Hi my story is similar to yours except my ex husband actually had a two year physical affair I had no idea about. Her and my ex husband were ushers together at our church ! her husband never came with her because he mentioned to him they weren’t getting along in their marriage. Then she started talking to him about things she was interested in like diving and got him interested just putting herself inappropriately in our marriage. I didn’t think anything of it because I trusted my ex-husband totally we were married 35 years. He never gave me any reason to believe anything else. I did tell him a few times I didn’t trust her and that he was talking to her too much. I ended up finding out about the affair accidentally looking at a charge card receipt. I played the pick me dance with him last year for about six or seven months and it totally destroyed me , he ultimately chose her and we divorced this past September.
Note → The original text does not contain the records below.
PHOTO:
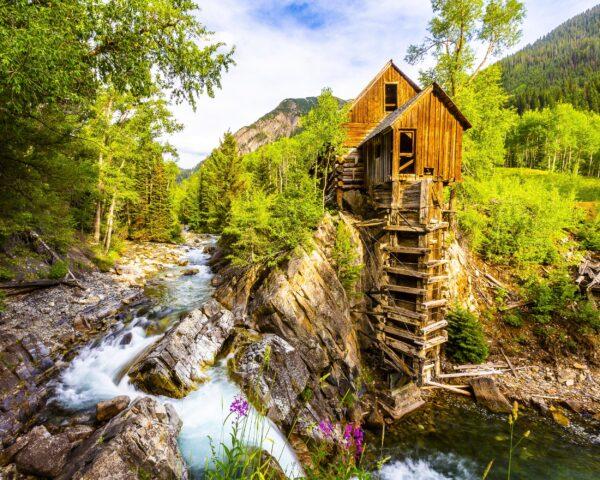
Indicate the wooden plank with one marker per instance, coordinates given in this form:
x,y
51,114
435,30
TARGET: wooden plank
x,y
405,312
402,346
408,250
403,289
401,332
437,279
405,228
434,342
434,303
434,326
407,272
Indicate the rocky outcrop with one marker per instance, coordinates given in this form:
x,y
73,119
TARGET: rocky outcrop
x,y
43,454
139,443
107,409
305,317
275,375
487,393
175,364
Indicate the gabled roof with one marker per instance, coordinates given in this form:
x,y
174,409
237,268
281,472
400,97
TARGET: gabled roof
x,y
388,121
389,64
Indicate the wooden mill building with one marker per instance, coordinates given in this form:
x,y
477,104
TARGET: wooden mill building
x,y
404,146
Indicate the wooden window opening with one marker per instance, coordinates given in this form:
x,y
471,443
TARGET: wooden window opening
x,y
407,146
391,97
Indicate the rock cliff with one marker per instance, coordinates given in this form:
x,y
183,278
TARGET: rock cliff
x,y
304,361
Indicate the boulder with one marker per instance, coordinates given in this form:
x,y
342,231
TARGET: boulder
x,y
175,364
139,443
487,393
272,371
43,455
190,271
303,303
107,409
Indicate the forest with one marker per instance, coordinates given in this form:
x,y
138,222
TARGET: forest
x,y
192,311
561,67
84,88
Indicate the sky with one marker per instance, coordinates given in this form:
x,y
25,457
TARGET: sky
x,y
294,48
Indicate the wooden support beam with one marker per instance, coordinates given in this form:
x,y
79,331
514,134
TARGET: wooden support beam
x,y
407,272
405,312
403,289
407,250
432,327
434,303
437,279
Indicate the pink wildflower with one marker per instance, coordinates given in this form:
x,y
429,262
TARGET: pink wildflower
x,y
239,406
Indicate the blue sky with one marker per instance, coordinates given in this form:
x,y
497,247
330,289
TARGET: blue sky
x,y
294,48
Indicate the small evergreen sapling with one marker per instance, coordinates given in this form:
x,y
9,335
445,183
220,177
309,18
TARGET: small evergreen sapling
x,y
466,341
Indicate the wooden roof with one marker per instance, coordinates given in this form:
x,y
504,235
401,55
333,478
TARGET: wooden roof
x,y
434,88
389,64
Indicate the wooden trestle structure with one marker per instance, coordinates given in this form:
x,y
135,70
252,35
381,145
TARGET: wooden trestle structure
x,y
404,146
408,303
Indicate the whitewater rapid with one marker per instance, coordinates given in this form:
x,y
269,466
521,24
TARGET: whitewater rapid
x,y
99,373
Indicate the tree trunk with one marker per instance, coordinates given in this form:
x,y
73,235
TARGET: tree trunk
x,y
98,216
110,223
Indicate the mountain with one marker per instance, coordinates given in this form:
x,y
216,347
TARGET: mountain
x,y
562,66
278,123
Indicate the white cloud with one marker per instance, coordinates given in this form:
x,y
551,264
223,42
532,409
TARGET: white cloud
x,y
278,57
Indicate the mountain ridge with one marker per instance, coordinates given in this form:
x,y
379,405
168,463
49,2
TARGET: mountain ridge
x,y
561,66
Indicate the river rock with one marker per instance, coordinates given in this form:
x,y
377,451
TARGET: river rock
x,y
175,364
274,373
107,409
190,271
139,443
43,455
303,302
487,393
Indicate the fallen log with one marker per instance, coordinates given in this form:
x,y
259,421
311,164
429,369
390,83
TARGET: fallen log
x,y
451,388
487,393
474,373
24,287
56,257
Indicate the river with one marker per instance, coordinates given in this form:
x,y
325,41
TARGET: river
x,y
98,372
451,439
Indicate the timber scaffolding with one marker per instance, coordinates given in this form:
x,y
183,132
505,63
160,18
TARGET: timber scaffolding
x,y
407,304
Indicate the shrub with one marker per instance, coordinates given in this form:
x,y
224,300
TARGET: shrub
x,y
466,341
517,220
513,319
6,274
589,234
58,270
346,258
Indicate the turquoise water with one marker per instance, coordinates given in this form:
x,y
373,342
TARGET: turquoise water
x,y
98,372
456,439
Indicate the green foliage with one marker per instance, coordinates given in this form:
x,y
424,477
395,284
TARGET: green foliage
x,y
456,33
346,258
562,66
268,202
6,274
558,139
514,219
58,270
466,341
77,79
558,298
589,234
513,319
483,102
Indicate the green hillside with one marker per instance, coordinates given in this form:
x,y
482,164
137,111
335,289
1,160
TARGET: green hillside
x,y
562,66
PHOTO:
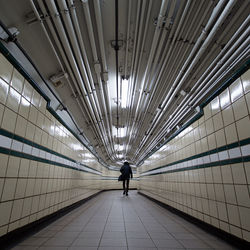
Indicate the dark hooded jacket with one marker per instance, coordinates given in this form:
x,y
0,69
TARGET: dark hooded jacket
x,y
126,171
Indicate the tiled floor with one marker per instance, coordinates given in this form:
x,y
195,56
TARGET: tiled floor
x,y
112,221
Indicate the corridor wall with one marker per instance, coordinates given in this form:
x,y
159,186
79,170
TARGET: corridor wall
x,y
205,170
43,167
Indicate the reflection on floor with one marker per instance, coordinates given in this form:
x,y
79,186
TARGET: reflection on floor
x,y
112,221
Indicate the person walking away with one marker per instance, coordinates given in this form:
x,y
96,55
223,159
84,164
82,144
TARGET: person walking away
x,y
126,174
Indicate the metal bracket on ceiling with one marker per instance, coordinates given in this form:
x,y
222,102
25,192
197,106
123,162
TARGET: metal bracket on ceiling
x,y
117,45
11,37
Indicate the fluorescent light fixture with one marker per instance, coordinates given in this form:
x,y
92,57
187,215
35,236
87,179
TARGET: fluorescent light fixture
x,y
119,147
76,146
122,132
124,93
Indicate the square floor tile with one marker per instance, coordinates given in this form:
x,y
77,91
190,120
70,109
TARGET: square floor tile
x,y
33,241
65,242
171,243
105,242
193,243
85,234
137,235
140,243
161,235
183,236
91,242
111,234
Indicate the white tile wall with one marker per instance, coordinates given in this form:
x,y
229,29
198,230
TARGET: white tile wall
x,y
23,182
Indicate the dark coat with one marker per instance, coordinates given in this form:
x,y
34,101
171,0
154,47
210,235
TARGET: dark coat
x,y
126,171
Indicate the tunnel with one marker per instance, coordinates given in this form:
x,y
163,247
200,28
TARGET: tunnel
x,y
124,124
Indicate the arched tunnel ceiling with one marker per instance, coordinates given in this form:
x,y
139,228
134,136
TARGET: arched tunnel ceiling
x,y
130,72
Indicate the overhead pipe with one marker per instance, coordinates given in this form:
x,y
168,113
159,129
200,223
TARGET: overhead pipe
x,y
176,87
147,102
127,39
55,53
31,62
167,60
134,79
69,27
83,50
92,95
56,17
150,59
94,52
173,91
142,119
104,91
200,93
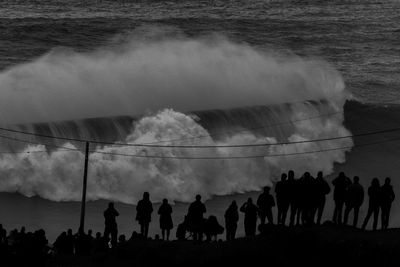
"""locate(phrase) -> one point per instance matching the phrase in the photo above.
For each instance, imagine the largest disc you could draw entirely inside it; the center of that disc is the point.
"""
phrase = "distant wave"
(162, 82)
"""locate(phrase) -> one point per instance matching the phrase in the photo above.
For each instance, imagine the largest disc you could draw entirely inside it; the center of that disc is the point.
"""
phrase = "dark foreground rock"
(327, 245)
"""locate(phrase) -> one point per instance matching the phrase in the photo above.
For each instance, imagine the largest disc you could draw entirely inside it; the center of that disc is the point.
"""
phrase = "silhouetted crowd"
(298, 201)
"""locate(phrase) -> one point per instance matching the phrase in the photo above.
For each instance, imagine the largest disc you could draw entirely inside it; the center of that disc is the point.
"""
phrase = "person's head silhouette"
(375, 182)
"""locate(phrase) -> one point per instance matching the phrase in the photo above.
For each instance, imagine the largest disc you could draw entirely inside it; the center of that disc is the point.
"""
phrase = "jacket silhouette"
(265, 202)
(341, 183)
(374, 193)
(250, 217)
(231, 220)
(322, 188)
(282, 198)
(166, 224)
(110, 215)
(387, 197)
(195, 218)
(354, 200)
(144, 209)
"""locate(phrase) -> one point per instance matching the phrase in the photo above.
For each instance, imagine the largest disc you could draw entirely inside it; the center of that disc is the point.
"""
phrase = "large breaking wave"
(162, 82)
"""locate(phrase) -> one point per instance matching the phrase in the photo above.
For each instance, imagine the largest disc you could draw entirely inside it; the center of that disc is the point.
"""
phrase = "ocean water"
(47, 44)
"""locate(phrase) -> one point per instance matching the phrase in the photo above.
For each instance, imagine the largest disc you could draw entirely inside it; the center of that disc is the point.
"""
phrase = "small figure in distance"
(354, 200)
(341, 183)
(282, 198)
(387, 197)
(308, 203)
(3, 234)
(166, 224)
(144, 209)
(265, 202)
(111, 227)
(374, 193)
(195, 218)
(231, 220)
(250, 217)
(181, 230)
(292, 186)
(213, 228)
(70, 242)
(322, 188)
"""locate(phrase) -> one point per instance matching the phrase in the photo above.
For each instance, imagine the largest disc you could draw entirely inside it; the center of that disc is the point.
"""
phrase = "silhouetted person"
(265, 202)
(292, 196)
(354, 200)
(144, 209)
(181, 230)
(3, 234)
(309, 198)
(387, 197)
(322, 188)
(231, 220)
(341, 183)
(110, 222)
(70, 242)
(166, 224)
(250, 217)
(195, 218)
(374, 193)
(282, 198)
(60, 244)
(213, 228)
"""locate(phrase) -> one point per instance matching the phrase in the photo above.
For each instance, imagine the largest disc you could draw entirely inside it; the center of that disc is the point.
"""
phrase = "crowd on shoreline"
(304, 199)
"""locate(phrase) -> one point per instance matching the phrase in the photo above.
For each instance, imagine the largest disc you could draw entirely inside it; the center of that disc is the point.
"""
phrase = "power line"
(222, 157)
(243, 130)
(216, 146)
(164, 141)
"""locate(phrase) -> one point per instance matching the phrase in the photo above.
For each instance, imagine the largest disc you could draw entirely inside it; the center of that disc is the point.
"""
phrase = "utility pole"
(83, 203)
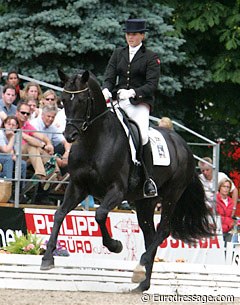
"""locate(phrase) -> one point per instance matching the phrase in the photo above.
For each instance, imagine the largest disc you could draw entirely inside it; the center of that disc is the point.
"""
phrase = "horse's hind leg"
(142, 273)
(111, 200)
(71, 199)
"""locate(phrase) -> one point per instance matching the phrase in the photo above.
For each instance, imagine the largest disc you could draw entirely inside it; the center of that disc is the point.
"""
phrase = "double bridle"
(86, 121)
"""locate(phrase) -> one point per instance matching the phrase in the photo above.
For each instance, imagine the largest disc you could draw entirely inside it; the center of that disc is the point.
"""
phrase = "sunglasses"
(24, 113)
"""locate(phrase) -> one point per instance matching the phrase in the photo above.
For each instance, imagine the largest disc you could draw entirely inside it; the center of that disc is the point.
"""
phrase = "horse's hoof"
(116, 246)
(139, 274)
(119, 247)
(47, 264)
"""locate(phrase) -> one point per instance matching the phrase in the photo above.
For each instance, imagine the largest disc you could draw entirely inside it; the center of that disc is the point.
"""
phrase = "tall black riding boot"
(149, 187)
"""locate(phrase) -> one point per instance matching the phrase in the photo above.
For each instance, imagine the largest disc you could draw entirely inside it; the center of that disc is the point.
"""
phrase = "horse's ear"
(85, 77)
(64, 78)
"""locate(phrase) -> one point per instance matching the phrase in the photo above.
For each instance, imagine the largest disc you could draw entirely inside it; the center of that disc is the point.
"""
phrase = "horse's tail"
(191, 218)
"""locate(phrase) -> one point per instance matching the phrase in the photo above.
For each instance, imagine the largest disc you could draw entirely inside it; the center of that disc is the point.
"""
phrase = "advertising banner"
(80, 235)
(12, 221)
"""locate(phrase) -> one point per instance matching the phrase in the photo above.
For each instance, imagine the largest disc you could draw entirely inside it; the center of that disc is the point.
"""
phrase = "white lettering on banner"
(80, 235)
(8, 236)
(71, 226)
(42, 222)
(201, 243)
(76, 246)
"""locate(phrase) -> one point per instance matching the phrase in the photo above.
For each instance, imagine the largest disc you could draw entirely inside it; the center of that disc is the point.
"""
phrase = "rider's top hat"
(135, 26)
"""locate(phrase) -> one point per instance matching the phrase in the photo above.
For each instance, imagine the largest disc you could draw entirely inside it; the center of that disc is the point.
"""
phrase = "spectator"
(44, 123)
(7, 143)
(37, 146)
(8, 97)
(2, 116)
(1, 87)
(49, 97)
(34, 110)
(14, 80)
(225, 208)
(206, 178)
(165, 122)
(32, 89)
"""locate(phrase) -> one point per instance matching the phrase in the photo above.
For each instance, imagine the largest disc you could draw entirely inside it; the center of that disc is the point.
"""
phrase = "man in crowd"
(8, 97)
(206, 178)
(36, 146)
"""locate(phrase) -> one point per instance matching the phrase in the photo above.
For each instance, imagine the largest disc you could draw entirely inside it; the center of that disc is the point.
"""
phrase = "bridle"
(86, 121)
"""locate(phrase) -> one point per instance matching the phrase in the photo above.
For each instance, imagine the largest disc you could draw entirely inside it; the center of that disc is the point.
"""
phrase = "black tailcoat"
(141, 74)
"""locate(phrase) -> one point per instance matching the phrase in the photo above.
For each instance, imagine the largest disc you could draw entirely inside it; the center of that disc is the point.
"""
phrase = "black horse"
(100, 164)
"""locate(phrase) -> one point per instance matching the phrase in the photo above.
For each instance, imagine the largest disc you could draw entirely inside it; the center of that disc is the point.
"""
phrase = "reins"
(86, 122)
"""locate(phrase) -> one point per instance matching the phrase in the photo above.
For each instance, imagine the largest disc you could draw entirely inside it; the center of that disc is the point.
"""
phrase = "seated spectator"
(7, 146)
(8, 97)
(60, 120)
(44, 123)
(1, 87)
(206, 178)
(35, 145)
(14, 80)
(225, 208)
(34, 110)
(32, 89)
(166, 123)
(49, 97)
(2, 117)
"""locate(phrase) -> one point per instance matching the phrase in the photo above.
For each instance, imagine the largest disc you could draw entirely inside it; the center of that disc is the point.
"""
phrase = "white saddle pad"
(159, 148)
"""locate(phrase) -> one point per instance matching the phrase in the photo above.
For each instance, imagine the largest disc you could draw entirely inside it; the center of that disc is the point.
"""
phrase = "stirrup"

His reasons were that after he retired he discovered that we don’t have anything in common anymore, and I’m not any fun, I have been devastated by this. I can’t seem to put it to rest. I ruminate day and night at my age. It’s very hard to start over. I’ve never had to do any type of finances never really was alone. I’m going to two separate therapist. I’ve attended divorce care twice. I don’t have any children. I do have some friends, but they’re pretty much getting tired of me being in such a depressing frame of mine. I just can’t get over this betrayal I feel so disrespected, unloved and unwanted. She ended up divorcing her husband as well a few months before ours. This was her fifth marriage by the way! I’m just totally crushed so I understand. I feel duped and stupid for watching this happening to me every week when we went to church they paraded back-and-forth past me and I knew nothing.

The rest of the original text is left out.